Обычно вся в хлопотах, нервная, изредка разговаривая с ним, она улыбалась так тепло и нежно - всегда на миг, - что он, ложась спать, говорил про себя: «Ага! Ольга Михайловна, я что-то про вас знаю. Я знаю вашу тайну. Вам только кажется, что вы стары, некрасивы и слишком несмелы, чтобы любить и быть счастливой. Вы убедили себя, что лишения и голод ленинградской блокады навсегда истощили вас. Вам надо только полюбить без оглядки и жить с той самоотверженностью, какая вам свойственна. И вы будете счастливы! А с вами и я, может быть. Я хочу вашей любви, я хочу любить вас!»
Так он, как мальчишка, грезил, засыпая. А наутро или днем, встречая Ольгу Михайловну, всегда чем-то взволнованную, но к нему неизменно ровную и доброжелательную, Владимир начисто забывал о своих ночных грезах, то есть держался с нею не очень внимательно, что, впрочем, вполне соответствовало их отношениям - взрослой женщины и взрослого мальчика.
Утром он отправился в университет, а там - на урок, откуда поспешил на площадь Искусств. Время еще было, и он подошел к памятнику Пушкину... Повеяло чем-то родным... В эту пору зимой уже ярко горят фонари. Публика растекалась по площади, где, кроме Русского музея, расположены четыре театра. На Невском, в «Гостином дворе» и «Пассаже», все еще шла бойкая торговля, а здесь, вокруг сквера с большими деревьями и памятником Пушкину, царило тихое, праздничное оживление, словно взрослые люди, обремененные заботами, научными идеями, проблемами, снова сделались наивными детьми, взволнованными предвкушением феерии театра, будь то драма или музыкальная комедия, опера или балет, или - музыка, чистое царство звуков и грез...
У главного входа в Большой зал Владимир немного потоптался, не сразу узнав Ольгу Михайловну в ее легком демисезонном пальтишке, закутанную в светло-серую шаль, в которой она выглядела нарядной. Тонкая, выше среднего роста, в ботиках с матерчатым верхом - «прощай, молодость», она с кем-то раскланивалась.
- Ах, вы здесь! - подошел он к ней.
- Добрый вечер! - сказала она со спокойной улыбкой, довольно для нее необычной, но которая ей шла. И все вокруг невольно оглянулись на них.
Ольга Михайловна чуть смутилась и повела его в сторону - куда же? - от главного подъезда к боковому входу.
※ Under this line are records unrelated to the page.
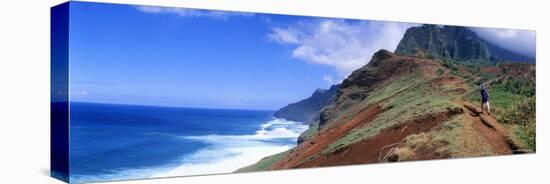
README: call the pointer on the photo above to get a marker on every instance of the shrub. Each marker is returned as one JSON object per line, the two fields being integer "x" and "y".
{"x": 524, "y": 115}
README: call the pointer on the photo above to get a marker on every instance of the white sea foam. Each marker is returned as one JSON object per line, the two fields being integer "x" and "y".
{"x": 228, "y": 153}
{"x": 224, "y": 153}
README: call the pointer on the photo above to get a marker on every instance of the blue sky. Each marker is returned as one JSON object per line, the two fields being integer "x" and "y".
{"x": 194, "y": 58}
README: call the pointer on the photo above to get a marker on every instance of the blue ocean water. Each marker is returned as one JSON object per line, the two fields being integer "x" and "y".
{"x": 118, "y": 142}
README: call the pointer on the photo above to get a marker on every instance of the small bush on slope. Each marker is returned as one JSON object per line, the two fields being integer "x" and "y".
{"x": 523, "y": 115}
Скинув шаль, пальто и ботики, она оказалась в мягком, очень нарядном платье темно-коричневого цвета, на руках золотые браслеты, на пальцах кольца с рубином и сердоликом, в ушах старинные серьги из серебра, маленькая кожаная сумочка, откуда она потом достала бинокль, тоже старинный, перламутровый, с позолотой...
Владимир не обратил особого внимания на ее украшения, так как, во-первых, Ольга Михайловна держалась просто, как всегда, и вместе с тем празднично, во-вторых, он и ожидал увидеть на ней платье старинного покроя, как на Веронике. В семье, где хранят подобные вещи, есть и фамильные драгоценности. Но Ольга Михайловна все-таки удивила его, когда, взяв под руку, входила в зал, поглядывая перед собой с тем свободным и вместе с тем интимным вниманием, что свойственно не просто молодым, а по-настоящему красивым женщинам. Красота и молодость - это всегда и невольное торжество.
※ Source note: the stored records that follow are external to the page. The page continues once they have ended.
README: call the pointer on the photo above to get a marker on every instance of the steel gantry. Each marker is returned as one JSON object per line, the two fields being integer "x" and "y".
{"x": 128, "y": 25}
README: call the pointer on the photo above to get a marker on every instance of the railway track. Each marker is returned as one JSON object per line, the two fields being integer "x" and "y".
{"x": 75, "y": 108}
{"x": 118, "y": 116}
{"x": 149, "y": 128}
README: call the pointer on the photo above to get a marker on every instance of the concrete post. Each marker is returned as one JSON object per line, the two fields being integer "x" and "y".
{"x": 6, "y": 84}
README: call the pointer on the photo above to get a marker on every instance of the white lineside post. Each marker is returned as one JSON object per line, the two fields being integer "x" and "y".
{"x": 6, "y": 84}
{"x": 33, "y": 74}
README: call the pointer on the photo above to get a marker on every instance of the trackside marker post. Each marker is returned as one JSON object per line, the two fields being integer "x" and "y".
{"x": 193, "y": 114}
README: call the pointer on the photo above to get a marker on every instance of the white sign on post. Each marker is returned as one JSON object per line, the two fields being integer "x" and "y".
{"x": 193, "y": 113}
- Спасибо! Спасибо! - говорила она, посматривая вокруг и время от времени раскланиваясь, очевидно, с такими же меломанами, как и она. - Вообще-то вам следовало взять билеты и Веронике, и маме... Но я рада, даже если вы пригласили меня в пику моей племяннице.
- При чем тут Вероника? Мне хотелось отблагодарить вас за ваше доброе участие, - отвечал Владимир Мостепанов, с легкой самоуверенной улыбкой поглядывая вокруг.
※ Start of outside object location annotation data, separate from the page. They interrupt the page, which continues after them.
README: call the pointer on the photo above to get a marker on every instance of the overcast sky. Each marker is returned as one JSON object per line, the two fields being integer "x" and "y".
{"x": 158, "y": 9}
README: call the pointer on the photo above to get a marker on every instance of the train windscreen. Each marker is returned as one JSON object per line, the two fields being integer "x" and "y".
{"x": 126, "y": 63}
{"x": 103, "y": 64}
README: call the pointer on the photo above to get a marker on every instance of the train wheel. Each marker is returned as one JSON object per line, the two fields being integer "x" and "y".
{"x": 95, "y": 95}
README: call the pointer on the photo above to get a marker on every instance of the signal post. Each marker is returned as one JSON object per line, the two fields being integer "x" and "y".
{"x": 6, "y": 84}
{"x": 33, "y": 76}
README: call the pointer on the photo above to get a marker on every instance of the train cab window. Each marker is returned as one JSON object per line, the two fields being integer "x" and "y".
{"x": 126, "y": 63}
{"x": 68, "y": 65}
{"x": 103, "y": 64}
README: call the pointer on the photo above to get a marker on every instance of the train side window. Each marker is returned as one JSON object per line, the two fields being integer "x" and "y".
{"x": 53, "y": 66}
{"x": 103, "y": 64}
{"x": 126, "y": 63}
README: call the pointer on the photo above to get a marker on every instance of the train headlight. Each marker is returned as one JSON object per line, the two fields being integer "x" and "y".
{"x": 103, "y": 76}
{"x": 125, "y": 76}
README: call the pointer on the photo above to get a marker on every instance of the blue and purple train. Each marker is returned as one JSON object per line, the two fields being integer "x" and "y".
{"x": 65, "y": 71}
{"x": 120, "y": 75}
- Я еще ничего для вас не сделала, - возразила Ольга Михайловна. - Я не тотчас узнала вас там, на Садовой, эта ошибка мне может дорого стоить. Мне и так нелегко с Вероникой, ведь с бабушкой она делает все, что захочет, а родителям не до нее. Теперь я вовсе, она считает, встряла не в свое дело.
- Откуда у нее эта вызывающая самонадеянность? - воскликнул Мостепанов.
- Это молодость, - сказала Ольга Михайловна с грустью, слегка наклоняя голову.
- Молоды и мы! - заявил Владимир и невольно рассмеялся. Улыбка у него была хорошая, ободряющая, словно он говорил даже не о себе, а именно о ней.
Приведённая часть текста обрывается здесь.